ABOUT THE AUTHOR AND EDITOR:


Ntozake Shange, author of thirty-six published works, is increasingly recognized as one of America’s greatest writers having, for fifty years, embodied the struggle of women of color for equality and the recognition of their contribution to human culture. Shange’s literary legacy, preserved in the Shange Institute at Barnard College, comprises thirteen plays, seven novels, six children’s books and nineteen poetry collections, the majority of which are published and in print.
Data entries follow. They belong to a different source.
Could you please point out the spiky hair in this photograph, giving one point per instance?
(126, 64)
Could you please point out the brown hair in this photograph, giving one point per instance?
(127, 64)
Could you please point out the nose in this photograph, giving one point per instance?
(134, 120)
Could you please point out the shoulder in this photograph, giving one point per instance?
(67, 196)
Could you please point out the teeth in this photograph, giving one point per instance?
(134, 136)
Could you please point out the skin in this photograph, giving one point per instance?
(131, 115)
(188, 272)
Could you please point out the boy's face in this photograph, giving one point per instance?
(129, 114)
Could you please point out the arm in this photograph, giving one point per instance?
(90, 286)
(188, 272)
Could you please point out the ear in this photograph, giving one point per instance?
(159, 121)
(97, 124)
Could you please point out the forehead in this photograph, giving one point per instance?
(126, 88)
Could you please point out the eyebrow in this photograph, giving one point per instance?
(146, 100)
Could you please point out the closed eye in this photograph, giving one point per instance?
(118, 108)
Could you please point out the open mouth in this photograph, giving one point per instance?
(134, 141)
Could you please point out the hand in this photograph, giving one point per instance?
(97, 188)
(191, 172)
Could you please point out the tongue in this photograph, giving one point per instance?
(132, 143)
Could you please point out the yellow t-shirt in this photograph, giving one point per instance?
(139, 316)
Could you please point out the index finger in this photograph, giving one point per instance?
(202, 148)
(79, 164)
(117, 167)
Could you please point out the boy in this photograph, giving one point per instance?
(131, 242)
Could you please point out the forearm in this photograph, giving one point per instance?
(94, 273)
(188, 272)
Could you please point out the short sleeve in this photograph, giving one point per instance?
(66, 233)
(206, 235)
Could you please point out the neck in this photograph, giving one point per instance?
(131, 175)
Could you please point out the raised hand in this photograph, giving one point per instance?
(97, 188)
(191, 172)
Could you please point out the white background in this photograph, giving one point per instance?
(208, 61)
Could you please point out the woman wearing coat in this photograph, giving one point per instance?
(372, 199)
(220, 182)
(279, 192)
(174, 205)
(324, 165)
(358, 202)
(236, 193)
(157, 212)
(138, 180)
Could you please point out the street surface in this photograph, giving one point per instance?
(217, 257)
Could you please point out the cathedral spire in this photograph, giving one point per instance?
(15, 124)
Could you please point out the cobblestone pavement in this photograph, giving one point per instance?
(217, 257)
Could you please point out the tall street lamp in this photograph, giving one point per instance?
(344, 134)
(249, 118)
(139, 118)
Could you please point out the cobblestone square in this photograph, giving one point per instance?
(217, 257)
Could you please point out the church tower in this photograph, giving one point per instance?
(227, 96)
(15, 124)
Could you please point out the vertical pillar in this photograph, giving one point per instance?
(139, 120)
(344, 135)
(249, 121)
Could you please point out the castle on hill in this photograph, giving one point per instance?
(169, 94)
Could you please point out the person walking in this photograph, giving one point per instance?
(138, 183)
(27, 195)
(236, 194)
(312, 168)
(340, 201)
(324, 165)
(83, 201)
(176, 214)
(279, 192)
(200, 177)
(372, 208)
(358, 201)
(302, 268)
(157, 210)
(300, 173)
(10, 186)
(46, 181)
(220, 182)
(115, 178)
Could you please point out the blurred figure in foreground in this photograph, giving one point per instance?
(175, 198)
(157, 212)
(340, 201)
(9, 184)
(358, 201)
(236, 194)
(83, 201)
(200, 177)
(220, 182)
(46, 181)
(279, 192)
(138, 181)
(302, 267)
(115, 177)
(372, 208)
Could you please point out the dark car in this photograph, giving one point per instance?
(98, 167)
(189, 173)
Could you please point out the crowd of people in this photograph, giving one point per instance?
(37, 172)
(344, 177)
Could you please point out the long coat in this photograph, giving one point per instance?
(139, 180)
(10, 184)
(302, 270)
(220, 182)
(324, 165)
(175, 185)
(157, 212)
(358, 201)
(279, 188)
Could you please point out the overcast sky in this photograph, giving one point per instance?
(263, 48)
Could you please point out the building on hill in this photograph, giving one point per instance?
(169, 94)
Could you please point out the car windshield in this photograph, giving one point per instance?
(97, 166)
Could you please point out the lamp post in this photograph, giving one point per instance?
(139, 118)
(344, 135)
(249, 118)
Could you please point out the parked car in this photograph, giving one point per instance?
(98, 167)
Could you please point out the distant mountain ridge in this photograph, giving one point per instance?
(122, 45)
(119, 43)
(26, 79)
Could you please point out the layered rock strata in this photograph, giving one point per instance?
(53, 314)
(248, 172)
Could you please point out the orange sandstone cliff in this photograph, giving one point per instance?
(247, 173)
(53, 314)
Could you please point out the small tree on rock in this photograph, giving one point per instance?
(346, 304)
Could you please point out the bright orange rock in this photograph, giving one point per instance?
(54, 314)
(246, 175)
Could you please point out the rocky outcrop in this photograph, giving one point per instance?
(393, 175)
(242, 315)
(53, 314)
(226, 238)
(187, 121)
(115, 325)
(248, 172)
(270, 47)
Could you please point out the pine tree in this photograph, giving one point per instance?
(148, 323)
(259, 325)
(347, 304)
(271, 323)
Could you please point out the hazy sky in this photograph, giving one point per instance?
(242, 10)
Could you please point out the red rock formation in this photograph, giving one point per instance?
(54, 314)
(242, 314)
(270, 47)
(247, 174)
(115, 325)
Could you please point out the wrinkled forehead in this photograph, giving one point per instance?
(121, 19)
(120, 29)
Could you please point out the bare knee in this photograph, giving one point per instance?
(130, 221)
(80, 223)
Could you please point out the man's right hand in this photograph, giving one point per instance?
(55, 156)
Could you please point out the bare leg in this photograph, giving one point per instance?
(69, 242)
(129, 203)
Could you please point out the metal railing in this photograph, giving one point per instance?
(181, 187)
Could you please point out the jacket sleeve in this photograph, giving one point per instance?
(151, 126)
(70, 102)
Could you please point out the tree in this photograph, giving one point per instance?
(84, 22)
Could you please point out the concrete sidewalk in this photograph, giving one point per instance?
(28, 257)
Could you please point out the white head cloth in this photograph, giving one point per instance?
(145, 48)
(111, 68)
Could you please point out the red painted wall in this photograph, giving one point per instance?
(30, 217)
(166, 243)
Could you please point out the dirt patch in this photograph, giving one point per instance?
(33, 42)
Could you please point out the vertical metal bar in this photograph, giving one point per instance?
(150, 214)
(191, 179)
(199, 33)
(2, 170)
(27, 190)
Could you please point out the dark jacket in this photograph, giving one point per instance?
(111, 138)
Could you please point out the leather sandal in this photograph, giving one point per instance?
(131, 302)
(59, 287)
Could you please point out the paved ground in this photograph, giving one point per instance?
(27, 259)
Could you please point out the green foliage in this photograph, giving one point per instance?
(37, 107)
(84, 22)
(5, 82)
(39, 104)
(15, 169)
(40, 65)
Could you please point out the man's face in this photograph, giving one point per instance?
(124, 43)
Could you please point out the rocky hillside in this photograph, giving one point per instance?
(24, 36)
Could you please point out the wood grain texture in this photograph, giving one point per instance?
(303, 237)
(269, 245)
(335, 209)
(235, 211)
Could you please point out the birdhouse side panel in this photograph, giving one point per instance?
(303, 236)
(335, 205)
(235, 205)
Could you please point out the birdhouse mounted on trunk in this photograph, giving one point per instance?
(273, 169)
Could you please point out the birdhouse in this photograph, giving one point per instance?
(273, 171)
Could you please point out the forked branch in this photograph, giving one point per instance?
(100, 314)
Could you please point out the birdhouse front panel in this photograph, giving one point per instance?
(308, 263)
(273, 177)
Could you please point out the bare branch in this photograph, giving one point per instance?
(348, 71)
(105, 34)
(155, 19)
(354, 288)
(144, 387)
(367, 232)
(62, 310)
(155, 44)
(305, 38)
Her 1974 “choreo-poem,” for colored girls who have considered suicide/ when the rainbow Is enuf, retains its status as the longest-running play by an African American writer in Broadway history. The 2022 Broadway revival of for colored girls garnered seven TONY Award nominations. She has been posthumously inducted into both the NY State Writers and the Off-Broadway Alliance Halls of Fame, cementing her legacy as one of the most cherished Black feminist writers of our time.
 
Imani Perry (Editor) is the Carol K. Pforzheimer professor at Harvard Radcliffe Institute and professor of African American studies and women and gender studies at Harvard University. She is a 2023 MacArthur Foundation Fellow and the author of seven books, including South to America, winner of the 2022 National Book Award. She is a recipient of the Lambda Literary Award and the Hurston Wright Award, and was a finalist for an NAACP Image Award, among others. She has written for The New York Times; TheAtlantic; Harpers; O, the Oprah Magazine; New York Magazine; and The Paris Review. Perry earned her PhD in American studies from Harvard University, a JD from Harvard Law School, an LLM from Georgetown University Law Center, and a BA from Yale College in literature and American studies.